Non-competitive metabotropic glutamate 1 receptor antagonists block activity of slowly adapting type I mechanoreceptor units in the rat sinus hair follicle

Abstract

Previous studies suggested that Group I metabotropic glutamate (mGlu) receptors play a role in mechanotransduction processes of slowly adapting type I mechanoreceptors. Using an isolated rat sinus hair follicle preparation we tested a range of compounds.
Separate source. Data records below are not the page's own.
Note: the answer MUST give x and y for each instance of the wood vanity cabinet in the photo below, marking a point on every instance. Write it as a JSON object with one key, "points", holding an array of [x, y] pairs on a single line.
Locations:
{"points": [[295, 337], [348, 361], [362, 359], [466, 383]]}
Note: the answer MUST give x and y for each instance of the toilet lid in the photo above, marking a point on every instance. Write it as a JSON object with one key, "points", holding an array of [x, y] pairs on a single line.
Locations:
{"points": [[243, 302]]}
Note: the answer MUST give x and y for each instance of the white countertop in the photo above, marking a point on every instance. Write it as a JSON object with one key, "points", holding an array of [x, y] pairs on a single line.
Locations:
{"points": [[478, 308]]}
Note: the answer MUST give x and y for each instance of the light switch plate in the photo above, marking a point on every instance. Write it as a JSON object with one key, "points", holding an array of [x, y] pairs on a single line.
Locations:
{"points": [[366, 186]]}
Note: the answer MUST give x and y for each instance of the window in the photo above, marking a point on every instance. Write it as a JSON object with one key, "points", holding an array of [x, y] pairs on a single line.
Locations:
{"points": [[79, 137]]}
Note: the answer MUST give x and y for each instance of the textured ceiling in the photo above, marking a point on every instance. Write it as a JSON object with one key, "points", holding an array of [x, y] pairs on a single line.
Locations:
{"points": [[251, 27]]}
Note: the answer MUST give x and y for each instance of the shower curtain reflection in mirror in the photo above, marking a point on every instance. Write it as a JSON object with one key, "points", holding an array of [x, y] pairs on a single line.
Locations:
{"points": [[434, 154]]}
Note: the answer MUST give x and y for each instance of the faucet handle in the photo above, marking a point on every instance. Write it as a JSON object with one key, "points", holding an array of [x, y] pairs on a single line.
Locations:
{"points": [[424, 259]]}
Surprisingly, only non-competitive mGlu1 receptor antagonists produced profound and long-lasting depression of mechanically evoked firing. 6-Amino-N-cyclohexyl-N,3-dimethylthiazolo[3,2-α]benzimidazole-2-carboxamide hydrochloride (YM-298198) had an IC 50 of 8.7 μM (95% CI 5.7 to 13.2 μM), representing the most potent known blocker of type I mechanoreceptors. The derivative 6-amino-N-cyclohexyl-3-methylthiazolo[3,2-α]benzimidazole-2-carboxamide hydrochloride (desmethyl YM-298198) had a comparable potency. Another compound 7-(hydroxyimino)cyclopropa[b]chromen-1a-carboxylate ethyl ester (CPCCOEt) had a similar depressant effect, although it was less potent with an approximate IC 50 of 100 μM. Between three and seven times the concentration of CPCCOEt and YM-298198 respectively was required to produce similar depressions in slowly adapting type II units. No depression, and some weak excitatory effects, were observed using the following ligands: the competitive mGlu1 receptor antagonist α-amino-5-carboxy-3-methyl-2-thiopheneacetic acid (3-MATIDA) (300 μM), the phosphoserine phosphatase inhibitor dl-2-amino-3-phosphonopropionic acid ( dl-AP3) (2 mM), non-competitive mGlu5 receptor antagonists 3-((2-methyl-1,3-thiazol-4-yl)ethynyl)pyridine; (S)-3,5-DHPG, (S)-3,5-dihydroxyphenylglycine (MTEP) (10 μM) and 2-methyl-6-(phenylethynyl)pyridine hydrochloride (MPEP) (100 μM), the mGlu1 receptor agonist (S)-3,5-dihydroxyphenylglycine ((S)-3,5-DHPG) (500 μM), and the mGlu5 receptor agonist (RS)-2-chloro-5-hydroxyphenylglycine (CHPG) (1 mM). The results suggest that the non-competitive mGlu1 receptor antagonists are not acting at conventional mGlu1 receptors but at other binding sites, possibly those directly associated with mechanogated channels or on any of a number of indirect biochemical pathways. YM-298198 and related compounds may prove to be useful ligands to identify mechanosensitive channel proteins. The selective interference of type I units may provide further evidence that Merkel cells are mechanotransducers. Finally such compounds may deliver insights or treatments for Merkel cell carcinoma.